For a few moments there was a great fume, which floated slowly up among the bushes, but very soon the form of the cavern caused it to draw right in, the opening at the back acting as a chimney. First it burned briskly, then it began to roar, and then to our horror we found that the place was beginning to fill with suffocating smoke and hot vapour, growing more dangerous moment by moment.

Fortunately the smoke and noise of the burning made our actions safe from observation, and we were thus able to carry our wounded right to the back, where the air was purer and it was easier to breathe.

It was a terrible position, for the blacks, encouraged by their success, piled on more and more brushwood and the great fronds of fern, which grew in abundance on the sides of the little ravine, and as the green boughs and leaves were thrown on they hissed and spluttered and sent forth volumes of smoke, which choked and blinded us till the fuel began to blaze, when it roared into the cave and brought with it a quantity of hot but still breathable air.

“Keep a good heart, my lads,” said the doctor. “No, no, Penny!

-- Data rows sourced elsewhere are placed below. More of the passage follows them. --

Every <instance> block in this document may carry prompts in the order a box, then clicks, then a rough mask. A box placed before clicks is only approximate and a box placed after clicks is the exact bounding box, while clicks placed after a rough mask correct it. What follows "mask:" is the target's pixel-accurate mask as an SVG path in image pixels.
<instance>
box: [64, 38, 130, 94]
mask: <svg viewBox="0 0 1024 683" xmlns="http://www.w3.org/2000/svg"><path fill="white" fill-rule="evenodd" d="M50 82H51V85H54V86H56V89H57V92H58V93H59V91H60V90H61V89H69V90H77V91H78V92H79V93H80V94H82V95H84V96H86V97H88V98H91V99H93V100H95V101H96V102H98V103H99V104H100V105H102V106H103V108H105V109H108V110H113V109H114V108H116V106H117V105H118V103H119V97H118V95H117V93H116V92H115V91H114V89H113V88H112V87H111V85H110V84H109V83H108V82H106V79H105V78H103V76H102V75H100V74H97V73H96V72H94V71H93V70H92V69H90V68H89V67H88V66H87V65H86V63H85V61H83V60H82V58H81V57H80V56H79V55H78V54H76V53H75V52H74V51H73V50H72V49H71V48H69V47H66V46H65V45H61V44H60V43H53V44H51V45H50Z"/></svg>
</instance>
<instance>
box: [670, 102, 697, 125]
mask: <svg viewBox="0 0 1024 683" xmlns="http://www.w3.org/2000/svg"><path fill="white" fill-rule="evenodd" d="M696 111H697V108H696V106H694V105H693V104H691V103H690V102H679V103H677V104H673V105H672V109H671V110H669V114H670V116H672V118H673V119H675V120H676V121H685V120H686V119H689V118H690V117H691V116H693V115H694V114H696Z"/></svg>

Are you mad? Lie down! lie down! Don’t you know that while the air high up is suffocating, that low down can be breathed?”

“No, I couldn’t tell,” said Jack Penny dolefully, as he first knelt down and then laid his head close to the ground. “I didn’t know things were going to be so bad as this or I shouldn’t have come. I don’t want to have my dog burned to death.”

Gyp seemed to understand him, for he uttered a low whine and laid his nose in his master’s hand.

“Burned to death!” said the doctor in a tone full of angry excitement. “Of course not. Nobody is going to be burned to death.”

Through the dim choking mist I could see that there was a wild and anxious look in the doctor’s countenance as he kept going near the mouth of the cave, and then hurrying back blinded and in agony.

We had all been in turn to the narrow rift at the end through which we had been able to see the sky and the waving leaves of the trees, but now all was dark with the smoke that rolled out. This had seemed to be a means of escape, but the difficulty was to ascend the flat chimney-like place, and when the top was reached we feared that it would only be for each one who climbed out to make himself a mark for the savages’ arrows.

Hence, then, we had not made the slightest attempt to climb it. Now, however, our position was so desperate that Jimmy’s proposal was listened to with eagerness.